Some hot-shot American producer had persuaded the RSC to première a musical of Stephen King’s first novel (horror, obviously) with a book by the man for whom the screenplay for the film of the book was his debut and music and lyrics by people who’d never done a stage musical before (though they had written for Alan Parker’s film Fame). It was directed by Terry Hands, whose only previous musical was Pete Nichols brilliant satirical panto Poppy. They’d even persuaded Barbara Cook to come over (though she tried to exit after almost being decapitated on opening night with a close encounter with a piece of the set). Despite the poor critical reception, they still showered it with millions of dollars and took it to Broadway, where it closed three days later and went down in history as one of the greatest flops of all time. I never expected to see it again.

I don’t know whether it’s the passage of time, the subsequent cult success of the teen horror genre, re-working of the show or just a bloody good production and cast, but it’s a whole lot better in this Southwark Theatre revival.

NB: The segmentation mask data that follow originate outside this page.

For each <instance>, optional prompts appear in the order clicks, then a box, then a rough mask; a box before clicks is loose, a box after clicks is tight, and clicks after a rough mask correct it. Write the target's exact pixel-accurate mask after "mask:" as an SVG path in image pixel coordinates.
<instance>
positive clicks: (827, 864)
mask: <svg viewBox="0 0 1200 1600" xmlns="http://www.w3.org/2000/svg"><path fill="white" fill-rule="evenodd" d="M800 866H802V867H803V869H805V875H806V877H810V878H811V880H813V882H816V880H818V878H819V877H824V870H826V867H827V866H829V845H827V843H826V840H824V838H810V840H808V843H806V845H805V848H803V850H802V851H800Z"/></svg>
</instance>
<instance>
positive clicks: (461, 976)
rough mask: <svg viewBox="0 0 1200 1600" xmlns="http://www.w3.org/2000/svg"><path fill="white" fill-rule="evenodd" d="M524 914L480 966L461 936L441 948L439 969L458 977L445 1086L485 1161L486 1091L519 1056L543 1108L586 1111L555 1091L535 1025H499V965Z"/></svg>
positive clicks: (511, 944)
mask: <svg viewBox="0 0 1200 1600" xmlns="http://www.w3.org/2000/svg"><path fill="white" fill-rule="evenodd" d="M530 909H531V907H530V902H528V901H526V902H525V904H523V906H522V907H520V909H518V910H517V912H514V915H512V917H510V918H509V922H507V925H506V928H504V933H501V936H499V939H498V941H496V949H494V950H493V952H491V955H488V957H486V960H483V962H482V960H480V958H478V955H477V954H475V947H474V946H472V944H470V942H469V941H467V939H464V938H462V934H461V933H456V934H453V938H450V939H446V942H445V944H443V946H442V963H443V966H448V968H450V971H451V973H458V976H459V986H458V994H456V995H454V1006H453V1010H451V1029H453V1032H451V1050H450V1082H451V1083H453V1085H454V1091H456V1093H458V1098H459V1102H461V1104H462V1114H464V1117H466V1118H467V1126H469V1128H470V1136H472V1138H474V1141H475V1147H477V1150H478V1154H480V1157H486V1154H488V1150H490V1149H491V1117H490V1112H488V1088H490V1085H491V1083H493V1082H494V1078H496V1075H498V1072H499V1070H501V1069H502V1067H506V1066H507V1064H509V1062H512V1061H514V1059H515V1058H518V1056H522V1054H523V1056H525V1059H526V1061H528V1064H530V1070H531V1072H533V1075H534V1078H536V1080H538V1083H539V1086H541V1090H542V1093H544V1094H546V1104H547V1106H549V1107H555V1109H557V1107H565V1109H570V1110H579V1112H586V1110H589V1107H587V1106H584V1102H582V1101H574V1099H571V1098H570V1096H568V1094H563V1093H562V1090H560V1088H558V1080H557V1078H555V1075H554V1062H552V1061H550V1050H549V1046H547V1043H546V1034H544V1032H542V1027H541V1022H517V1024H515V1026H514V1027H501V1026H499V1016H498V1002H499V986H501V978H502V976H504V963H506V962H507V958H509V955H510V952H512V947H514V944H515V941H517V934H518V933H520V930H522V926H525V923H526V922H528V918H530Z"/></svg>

It’s still a bit incongruous, the music is fairly formulaic pop-rock and the production may be papering over the cracks in the story, but I think its well worth catching. It starts in the school showers as naive Carrie is shocked by the onset of her first period, leading to humiliation by her fellow students and ongoing bullying. Her bible-bashing mother knows she’s an ‘odd’ / ‘special’ girl and tries to prevent her socialising, but fellow student Sue, full of remorse for the humiliation, decides to make amends by loaning her boyfriend as her partner for the school prom, an offer she can’t refuse. Sadly, some of the other girls are determined to continue the humiliation at the prom, which unleashes Carrie’s considerable powers for revenge. Cue blood and carnage.

This is all very well staged by Gary Lloyd, with a very good design from Tim McQuillen-Wright and excellent special effects by Jeremy Chernick. The musical standards are high, with a great six-piece band under MD Mark Crossland. The young cast is outstanding, with fine leading performances from Evelyn Hoskins as Carrie, Greg Miller-Burns as Tommy and Sarah McNicholas as Sue and Gabriella Wiliams and Dex Lee as the baddies. Kim Criswell and Jodie Jacobs are both excellent in the adult roles of mother and teacher respectively.

It’s not a great show, but it is a fine production and producer Paul Taylor-Mills should be congratulated for giving it another chance, as he did recently with that other flop Batboy. Two more weeks to catch it, and you should. Oh, and the writer Lawrence D Cohen is writing a book about his Carrie experience and it’s going to be called ‘ What Were They Thinking?’!